Recessional
- First edition
- Author: James A. Michener
- Language: English
- Genre: Fiction
- Publisher: Random House
- Publication date: 1994
- Publication place: United States
- Media type: print
- Pages: 484pp.
- ISBN: 0-679-43612-X

= Recessional (novel) =

1994 novel by James A. Michener

Recessional (1994), the final novel by American author James A. Michener, centers on life in a fictional retirement home and hospice known as The Palms.

Disgraced obstetrician Andy Zorn's life changes when he is hired by John Taggart, the head of a retirement home chain, to run his financially unstable Florida operation called The Palms. Andy must agree to sign on as a business manager only, and is in no way authorized to provide medical advice or treatment to the residents of the geriatric care facility. This restriction eats away at him as difficult situations develop and call out to his medical expertise and sense of professional obligation. As Andy struggles to keep The Palms, his reputation, and hope afloat, he faces politics and morality, romance and bitterness, and a litigious scandal from his own past that threatens to ignite controversy wherever he goes.

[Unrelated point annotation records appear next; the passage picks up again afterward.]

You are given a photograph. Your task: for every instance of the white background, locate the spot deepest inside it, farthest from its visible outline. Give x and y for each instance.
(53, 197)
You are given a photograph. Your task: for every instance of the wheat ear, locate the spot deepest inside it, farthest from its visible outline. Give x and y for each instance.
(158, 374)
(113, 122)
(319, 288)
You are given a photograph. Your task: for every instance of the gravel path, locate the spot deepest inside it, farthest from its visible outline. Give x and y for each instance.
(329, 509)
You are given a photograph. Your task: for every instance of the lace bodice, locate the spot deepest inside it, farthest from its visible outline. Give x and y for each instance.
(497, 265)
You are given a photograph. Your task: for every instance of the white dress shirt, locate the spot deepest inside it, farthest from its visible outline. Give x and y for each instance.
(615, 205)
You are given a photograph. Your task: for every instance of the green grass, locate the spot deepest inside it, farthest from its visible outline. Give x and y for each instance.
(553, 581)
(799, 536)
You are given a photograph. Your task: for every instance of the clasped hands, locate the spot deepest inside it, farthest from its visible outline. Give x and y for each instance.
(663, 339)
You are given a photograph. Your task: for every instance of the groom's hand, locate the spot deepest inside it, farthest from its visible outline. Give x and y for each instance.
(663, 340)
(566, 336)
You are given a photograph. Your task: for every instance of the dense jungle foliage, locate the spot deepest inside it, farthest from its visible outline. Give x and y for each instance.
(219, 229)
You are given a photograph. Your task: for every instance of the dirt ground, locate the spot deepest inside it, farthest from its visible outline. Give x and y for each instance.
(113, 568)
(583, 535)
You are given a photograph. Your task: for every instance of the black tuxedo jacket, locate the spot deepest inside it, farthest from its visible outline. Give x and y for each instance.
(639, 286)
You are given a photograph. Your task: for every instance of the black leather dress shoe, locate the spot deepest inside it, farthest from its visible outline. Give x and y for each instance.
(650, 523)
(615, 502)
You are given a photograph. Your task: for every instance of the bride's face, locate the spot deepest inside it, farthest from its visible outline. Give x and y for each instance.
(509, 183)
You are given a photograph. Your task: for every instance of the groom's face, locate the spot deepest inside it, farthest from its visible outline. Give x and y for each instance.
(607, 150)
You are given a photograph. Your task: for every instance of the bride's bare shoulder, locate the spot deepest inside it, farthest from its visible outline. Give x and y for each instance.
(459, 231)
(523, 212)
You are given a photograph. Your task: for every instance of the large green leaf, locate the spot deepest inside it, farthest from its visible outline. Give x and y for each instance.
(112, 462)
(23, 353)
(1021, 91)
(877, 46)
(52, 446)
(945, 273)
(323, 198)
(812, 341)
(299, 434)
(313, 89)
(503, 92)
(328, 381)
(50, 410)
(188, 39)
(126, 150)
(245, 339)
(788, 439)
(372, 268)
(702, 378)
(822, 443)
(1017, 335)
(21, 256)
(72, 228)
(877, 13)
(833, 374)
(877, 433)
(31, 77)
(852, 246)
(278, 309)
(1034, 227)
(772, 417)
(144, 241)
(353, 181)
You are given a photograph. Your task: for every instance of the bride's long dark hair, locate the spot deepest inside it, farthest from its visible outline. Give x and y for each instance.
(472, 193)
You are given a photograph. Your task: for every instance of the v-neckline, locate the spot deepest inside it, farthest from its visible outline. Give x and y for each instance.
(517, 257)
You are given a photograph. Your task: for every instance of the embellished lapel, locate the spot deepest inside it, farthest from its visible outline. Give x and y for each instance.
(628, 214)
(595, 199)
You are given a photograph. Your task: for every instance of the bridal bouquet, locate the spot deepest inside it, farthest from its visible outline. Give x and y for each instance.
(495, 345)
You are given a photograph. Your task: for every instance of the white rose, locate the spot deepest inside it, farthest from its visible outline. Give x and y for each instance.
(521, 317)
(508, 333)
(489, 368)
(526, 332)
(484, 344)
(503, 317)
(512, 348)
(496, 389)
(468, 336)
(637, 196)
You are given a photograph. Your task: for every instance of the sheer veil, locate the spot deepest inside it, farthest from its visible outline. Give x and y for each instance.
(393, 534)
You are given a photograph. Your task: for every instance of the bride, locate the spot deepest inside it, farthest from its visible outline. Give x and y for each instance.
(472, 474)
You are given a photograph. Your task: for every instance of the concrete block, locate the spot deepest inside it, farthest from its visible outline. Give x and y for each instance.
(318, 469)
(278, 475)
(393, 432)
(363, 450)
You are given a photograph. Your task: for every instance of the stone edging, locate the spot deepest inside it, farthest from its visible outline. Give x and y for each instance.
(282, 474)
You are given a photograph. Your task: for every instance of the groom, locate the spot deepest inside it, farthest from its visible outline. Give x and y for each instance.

Though not as epic in scope as some of Michener's other works, Recessional follows a familiar narrative rhythm that Michener largely maintained throughout his career. Michener's training at Swarthmore College in Pennsylvania was in history and sociology so he was well qualified to write on this subject especially as he was 87 when the book was published. Although this was his final novel, it was not his last book; his last book was A Century of Sonnets, a collection of his poetry published in 1997, the year he died, on the occasion of his 90th birthday.
The novel educates as it tells a series of interconnected vignettes that collectively paint a larger picture of life in the retirement industry, both from a business point of view, and from that of the residents themselves as they seek meaning and companionship in the twilight of their lives.

Michener lived at Allegro retirement center in St. Petersburg, FL, during the writing and researching of the book; Allegro was then attached to Eckerd College where Michener used the school and library facilities for additional data gathering. Michener endowed a writing school at Eckerd College which was founded by Eckerd Drug and is the site of the 2011 annual meeting of the James A. Michener Society.